La  sola divergencia conceptual no puede ser venero para demandar el  amparo constitucional porque la tutela no es instrumento para definir  cuál planteamiento hermenéutico en las hipótesis  de subsunción legal es el válido, ni cuál de las  inferencias valorativas de los elementos fácticos es la más  acertada o la más correcta para dar lugar a la intervención  del juez constitucional. El resguardo previsto en la regla 86 es  residual y subsidiario.  

6.        De  acuerdo con lo discurrido, el resguardo deprecado será  desestimado.  

3.        DECISIÓN  

En  mérito de lo expuesto, la Corte Suprema de Justicia, en Sala  de Casación Civil, administrando justicia en nombre de la  República y por autoridad de la ley,  

RESUELVE:  

PRIMERO:        NEGAR  la tutela solicitada por  José Miguel Figueroa Montañez frente a los Juzgados  Treinta y Cuatro Civil del Circuito, Séptimo Civil del  Circuito de Descongestión y Segundo de Ejecución Civil  del Circuito, todos de Bogotá, y a la Sala Civil del Tribunal  Superior del Distrito Judicial de la misma ciudad, específicamente,  respecto de la magistrada Luz Magdalena Mojica Rodríguez, con  ocasión del incidente de regulación de honorarios  iniciado por el abogado Javier Silva Silva contra el aquí  accionante, dentro de la ejecución impulsada por éste  frente a Medical Business S.A. Negocios Médicos.  

TERCERO:        Por  Secretaría, devuélvase al despacho de origen el  expediente suministrado para el estudio de la solicitud de amparo.  

CUARTO:        Si  este fallo no fuere impugnado remítase el expediente a la  Corte Constitucional para su eventual revisión.  

NOTIFÍQUESE  Y CÚMPLASE  

LUIS  ARMANDO TOLOSA VILLABONA  

Presidente  de Sala  

MARGARITA  CABELLO BLANCO  

ÁLVARO  FERNANDO GARCÍA RESTREPO  

FERNANDO  GIRALDO GUTIÉRREZ  

ARIEL  SALAZAR RAMÍREZ  

JESÚS  VALL DE RUTÉN RUIZ  

1          COLOMBIA, Corte Suprema, Civil. Fallo de 2 de agosto de 2007, exp.          2007-00188-01; reiterado el 16 de mayo de 2013, exp. 00103-01, entre          otros.  

2          COLOMBIA,          CSJ. Civil. Sentencia de          28 de marzo de 2012, exp. 2012-00050-01, reiterada el 15 de mayo y          el 17 de octubre del mismo año, exps. 2012-00017-01 y          2012-02127-00.  

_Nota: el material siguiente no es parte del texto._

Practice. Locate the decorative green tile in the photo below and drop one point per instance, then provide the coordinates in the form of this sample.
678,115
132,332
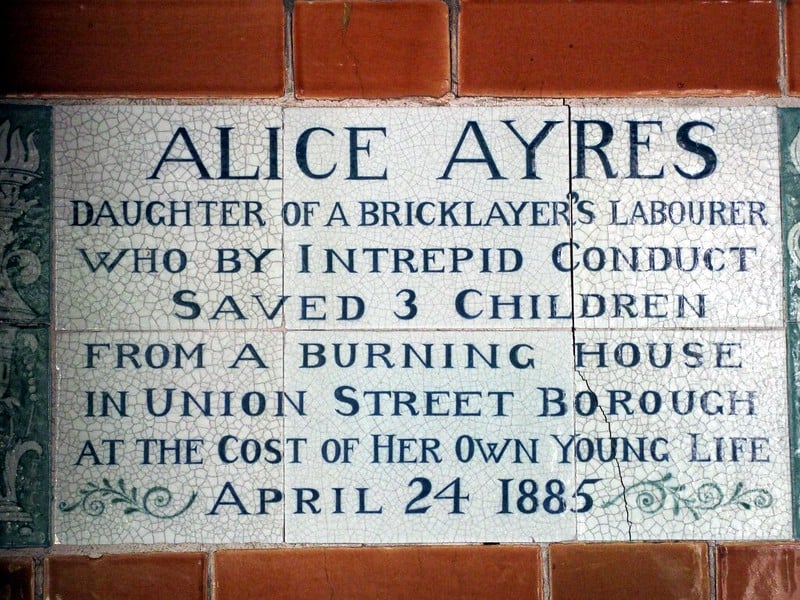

3          Art.          630. Información de los jueces civiles. Es          obligación del juez, en todo proceso ejecutivo de mayor          cuantía, dar cuenta a la Administración de Impuestos,          de los títulos valores que hayan sido presentados, mediante          oficio en el cual se relacionará la clase de título,          su cuantía, la fecha de su exigibilidad, el nombre del          acreedor y del deudor con su identificación. 

La          omisión por parte del juez de lo dispuesto en este artículo,          constituye causal de mala conducta.